I haven't worked out a fix as yet, and I'd be grateful for anyone's
input. It might be as simple as having reload_logger() claim msglist_lock
before it claims loglock. Or not :-)

For now I'll have to avoid rotating the logs.
Comments:By: Kai Militzer (kmilitzer) 2006-05-22 02:06:18

This also triggers on a single-CPU machine with HT, but is not always reproducible  on my system.

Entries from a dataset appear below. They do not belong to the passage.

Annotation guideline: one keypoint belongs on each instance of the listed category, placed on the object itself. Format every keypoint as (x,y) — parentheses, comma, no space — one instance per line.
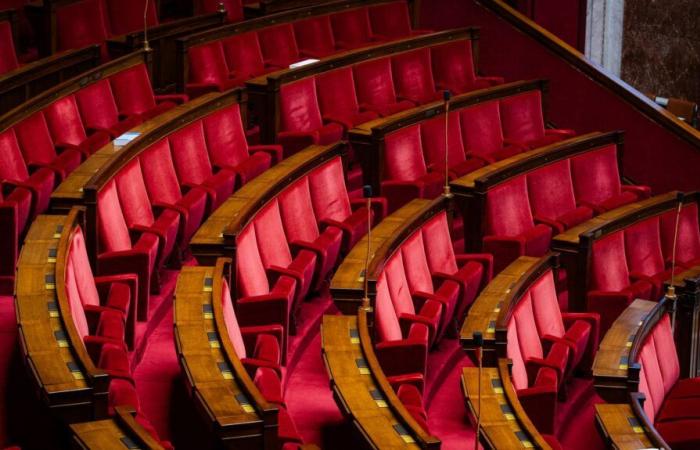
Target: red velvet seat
(482,133)
(413,76)
(453,68)
(315,37)
(194,169)
(337,99)
(333,207)
(300,118)
(352,29)
(470,271)
(402,354)
(134,96)
(375,88)
(433,142)
(229,150)
(597,181)
(302,231)
(610,289)
(39,149)
(279,46)
(405,174)
(551,193)
(99,110)
(510,227)
(577,331)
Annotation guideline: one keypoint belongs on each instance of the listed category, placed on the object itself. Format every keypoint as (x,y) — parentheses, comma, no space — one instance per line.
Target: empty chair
(300,118)
(405,175)
(279,46)
(510,227)
(551,193)
(194,169)
(302,229)
(414,76)
(375,88)
(315,37)
(228,148)
(597,183)
(333,207)
(523,121)
(610,289)
(337,99)
(433,142)
(483,135)
(453,68)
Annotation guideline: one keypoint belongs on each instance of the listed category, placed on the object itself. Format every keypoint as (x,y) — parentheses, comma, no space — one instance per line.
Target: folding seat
(134,96)
(482,133)
(405,175)
(523,121)
(67,130)
(471,271)
(301,229)
(537,393)
(597,181)
(126,16)
(99,110)
(229,150)
(194,170)
(453,68)
(338,100)
(279,46)
(402,355)
(433,141)
(420,283)
(610,289)
(551,193)
(351,29)
(165,192)
(315,37)
(577,331)
(39,149)
(276,255)
(413,76)
(688,242)
(208,71)
(510,228)
(116,253)
(138,213)
(391,20)
(375,88)
(300,118)
(333,207)
(80,24)
(645,258)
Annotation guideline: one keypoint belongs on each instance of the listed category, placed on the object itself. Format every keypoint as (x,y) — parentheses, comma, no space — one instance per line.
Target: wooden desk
(221,390)
(361,389)
(504,423)
(611,362)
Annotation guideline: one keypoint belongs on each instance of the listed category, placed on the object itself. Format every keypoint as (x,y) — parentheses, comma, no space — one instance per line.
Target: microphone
(367,193)
(446,99)
(479,343)
(671,290)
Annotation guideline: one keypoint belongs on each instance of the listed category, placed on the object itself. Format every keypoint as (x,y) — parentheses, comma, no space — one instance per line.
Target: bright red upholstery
(551,194)
(375,88)
(510,227)
(300,117)
(453,68)
(405,174)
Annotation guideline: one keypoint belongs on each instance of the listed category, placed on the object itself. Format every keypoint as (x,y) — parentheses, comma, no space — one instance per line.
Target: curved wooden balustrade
(361,389)
(504,423)
(222,392)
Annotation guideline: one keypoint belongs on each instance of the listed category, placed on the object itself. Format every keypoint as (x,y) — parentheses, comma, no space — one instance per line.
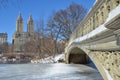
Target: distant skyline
(38,9)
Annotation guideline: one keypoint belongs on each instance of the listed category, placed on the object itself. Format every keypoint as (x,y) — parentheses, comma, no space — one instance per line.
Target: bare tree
(65,21)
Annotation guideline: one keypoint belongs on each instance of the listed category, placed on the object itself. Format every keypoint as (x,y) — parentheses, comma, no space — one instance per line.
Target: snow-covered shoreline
(50,59)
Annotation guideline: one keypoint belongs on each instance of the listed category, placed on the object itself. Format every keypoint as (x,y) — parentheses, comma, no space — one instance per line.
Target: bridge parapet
(98,15)
(98,36)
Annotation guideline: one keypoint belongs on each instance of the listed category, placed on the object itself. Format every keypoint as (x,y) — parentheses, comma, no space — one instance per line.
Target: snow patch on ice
(113,13)
(50,59)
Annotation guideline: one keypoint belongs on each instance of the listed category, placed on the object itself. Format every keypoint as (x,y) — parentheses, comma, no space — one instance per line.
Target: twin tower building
(20,38)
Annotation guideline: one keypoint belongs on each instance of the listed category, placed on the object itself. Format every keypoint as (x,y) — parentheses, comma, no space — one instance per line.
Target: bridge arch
(86,56)
(78,56)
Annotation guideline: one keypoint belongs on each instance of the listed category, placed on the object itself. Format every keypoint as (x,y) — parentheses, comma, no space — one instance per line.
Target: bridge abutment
(108,64)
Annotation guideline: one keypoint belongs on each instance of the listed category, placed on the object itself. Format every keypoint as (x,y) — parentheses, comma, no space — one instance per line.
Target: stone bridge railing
(97,16)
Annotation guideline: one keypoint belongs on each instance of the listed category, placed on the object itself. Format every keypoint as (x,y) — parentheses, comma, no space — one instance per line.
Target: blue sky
(38,9)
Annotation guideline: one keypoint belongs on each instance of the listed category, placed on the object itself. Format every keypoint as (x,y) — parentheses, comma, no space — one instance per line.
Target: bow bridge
(97,37)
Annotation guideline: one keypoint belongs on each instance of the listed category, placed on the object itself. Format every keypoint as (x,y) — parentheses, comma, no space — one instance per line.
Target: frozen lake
(48,72)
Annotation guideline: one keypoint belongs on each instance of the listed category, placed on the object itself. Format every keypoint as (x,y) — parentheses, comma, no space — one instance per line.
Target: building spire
(20,17)
(30,27)
(19,23)
(30,18)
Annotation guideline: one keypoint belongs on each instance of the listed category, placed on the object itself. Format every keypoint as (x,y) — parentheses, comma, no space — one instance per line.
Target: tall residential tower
(20,37)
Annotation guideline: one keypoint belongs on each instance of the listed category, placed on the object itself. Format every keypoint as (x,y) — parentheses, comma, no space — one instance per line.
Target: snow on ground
(50,59)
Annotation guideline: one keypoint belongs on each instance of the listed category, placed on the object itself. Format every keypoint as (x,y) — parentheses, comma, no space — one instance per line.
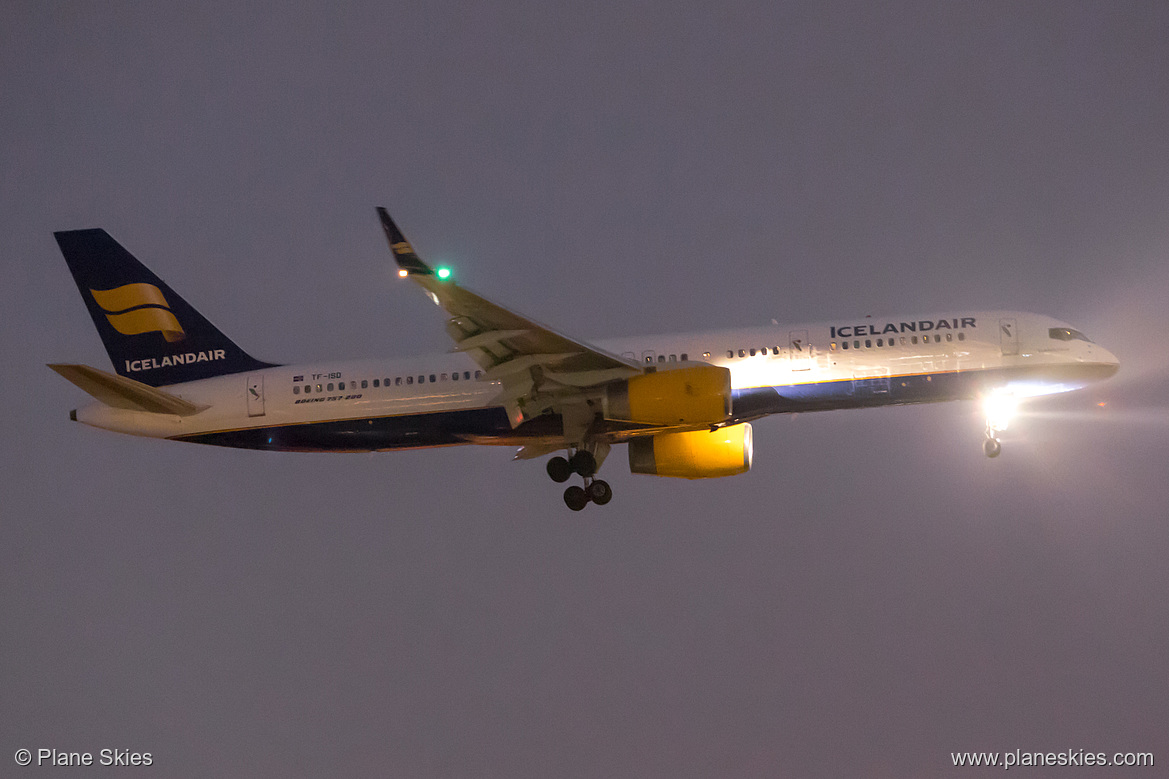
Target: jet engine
(696,454)
(694,394)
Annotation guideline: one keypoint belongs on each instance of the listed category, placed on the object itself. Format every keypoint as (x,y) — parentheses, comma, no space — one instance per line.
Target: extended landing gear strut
(991,446)
(998,407)
(583,463)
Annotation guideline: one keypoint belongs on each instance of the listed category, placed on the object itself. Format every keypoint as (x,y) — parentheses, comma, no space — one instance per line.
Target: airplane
(683,404)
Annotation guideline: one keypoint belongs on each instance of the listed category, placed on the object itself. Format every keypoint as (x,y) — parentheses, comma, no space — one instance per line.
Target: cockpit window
(1067,333)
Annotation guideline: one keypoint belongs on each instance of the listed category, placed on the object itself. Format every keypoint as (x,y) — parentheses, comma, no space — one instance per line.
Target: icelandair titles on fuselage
(920,325)
(152,363)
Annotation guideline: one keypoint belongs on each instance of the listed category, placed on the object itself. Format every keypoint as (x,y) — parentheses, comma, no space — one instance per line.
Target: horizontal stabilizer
(120,392)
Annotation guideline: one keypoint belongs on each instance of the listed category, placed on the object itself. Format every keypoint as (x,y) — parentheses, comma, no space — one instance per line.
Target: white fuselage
(443,399)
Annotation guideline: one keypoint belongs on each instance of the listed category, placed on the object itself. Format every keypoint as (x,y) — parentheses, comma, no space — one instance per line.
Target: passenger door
(256,395)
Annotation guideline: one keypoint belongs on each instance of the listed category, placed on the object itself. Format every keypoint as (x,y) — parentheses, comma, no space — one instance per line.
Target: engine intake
(696,394)
(694,454)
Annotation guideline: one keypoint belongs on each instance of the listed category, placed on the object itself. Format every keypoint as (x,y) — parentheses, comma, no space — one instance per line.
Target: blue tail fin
(152,335)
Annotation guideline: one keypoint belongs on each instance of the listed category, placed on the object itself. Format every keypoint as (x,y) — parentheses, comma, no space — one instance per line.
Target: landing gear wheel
(583,463)
(559,469)
(599,491)
(575,497)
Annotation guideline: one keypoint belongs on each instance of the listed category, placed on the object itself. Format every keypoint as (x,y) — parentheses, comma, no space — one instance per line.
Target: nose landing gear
(991,446)
(583,463)
(998,407)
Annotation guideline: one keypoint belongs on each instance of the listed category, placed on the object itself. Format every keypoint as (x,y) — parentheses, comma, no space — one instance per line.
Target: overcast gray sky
(873,595)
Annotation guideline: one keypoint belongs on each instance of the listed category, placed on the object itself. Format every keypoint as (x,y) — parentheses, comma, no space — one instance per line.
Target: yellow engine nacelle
(697,454)
(696,394)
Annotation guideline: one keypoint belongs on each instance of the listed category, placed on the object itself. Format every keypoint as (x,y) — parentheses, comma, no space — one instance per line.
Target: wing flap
(520,353)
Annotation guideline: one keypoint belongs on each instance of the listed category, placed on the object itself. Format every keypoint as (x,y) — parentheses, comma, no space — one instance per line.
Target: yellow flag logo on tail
(136,309)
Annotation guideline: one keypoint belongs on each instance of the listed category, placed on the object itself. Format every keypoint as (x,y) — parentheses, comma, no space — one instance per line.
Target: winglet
(403,253)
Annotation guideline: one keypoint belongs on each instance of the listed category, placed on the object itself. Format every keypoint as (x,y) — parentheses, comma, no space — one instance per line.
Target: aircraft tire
(575,497)
(600,491)
(559,469)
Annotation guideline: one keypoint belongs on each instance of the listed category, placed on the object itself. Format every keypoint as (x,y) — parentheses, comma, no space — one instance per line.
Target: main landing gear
(583,463)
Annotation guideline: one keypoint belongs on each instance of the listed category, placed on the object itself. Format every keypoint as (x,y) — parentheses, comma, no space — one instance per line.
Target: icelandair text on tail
(1018,758)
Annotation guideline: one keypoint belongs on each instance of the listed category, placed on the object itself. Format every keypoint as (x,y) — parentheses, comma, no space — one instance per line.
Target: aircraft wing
(540,370)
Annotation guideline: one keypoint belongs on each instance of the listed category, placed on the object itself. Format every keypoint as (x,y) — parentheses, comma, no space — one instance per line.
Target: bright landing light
(998,408)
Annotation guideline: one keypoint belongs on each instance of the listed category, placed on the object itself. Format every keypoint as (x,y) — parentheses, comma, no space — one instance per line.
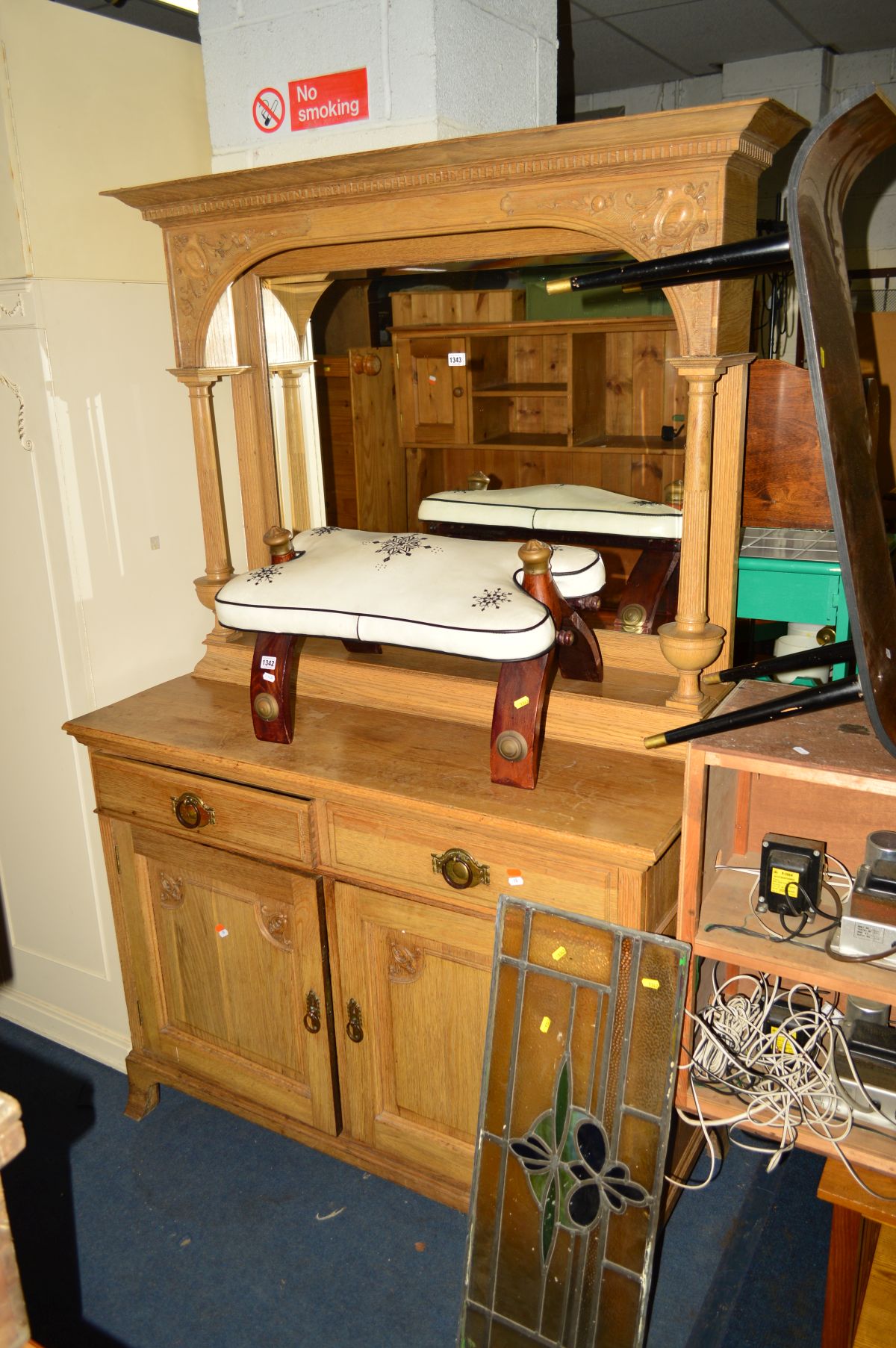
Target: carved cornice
(467,176)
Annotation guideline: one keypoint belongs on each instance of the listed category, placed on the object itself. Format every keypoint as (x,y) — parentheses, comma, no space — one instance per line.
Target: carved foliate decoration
(406,963)
(274,924)
(170,890)
(199,259)
(18,309)
(16,393)
(671,220)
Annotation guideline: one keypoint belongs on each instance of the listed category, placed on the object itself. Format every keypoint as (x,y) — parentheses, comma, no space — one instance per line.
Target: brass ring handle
(355,1028)
(192,812)
(311,1018)
(458,869)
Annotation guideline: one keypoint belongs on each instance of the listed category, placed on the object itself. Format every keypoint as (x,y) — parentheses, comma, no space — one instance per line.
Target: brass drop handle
(458,869)
(311,1018)
(192,812)
(355,1028)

By: Tony Mountifield (softins) 2006-05-22 12:57:34

Well I've tried having reload_logger() claim msglist_lock before loglock, and releasing msglist_lock after loglock, and that does appear to cure the problem.

I've uploaded patches for v1.2 and trunk. The patches are identical apart from line numbers and svn revision number.

By: Serge Vecher (serge-v) 2006-05-22 13:02:00

kmilitzer: does the attached patch fix the issue for you too?

By: Kai Militzer (kmilitzer) 2006-05-22 14:13:39

It seems to have fixed the problem. My logcheck logrotate didn't kill the asterisk tonight. I will watch it ...



By: Joshua C. Colp (jcolp) 2006-05-24 14:16:34

Fixed in both 1.2 and trunk, revisions 30033 and 30034 respectively. Thanks!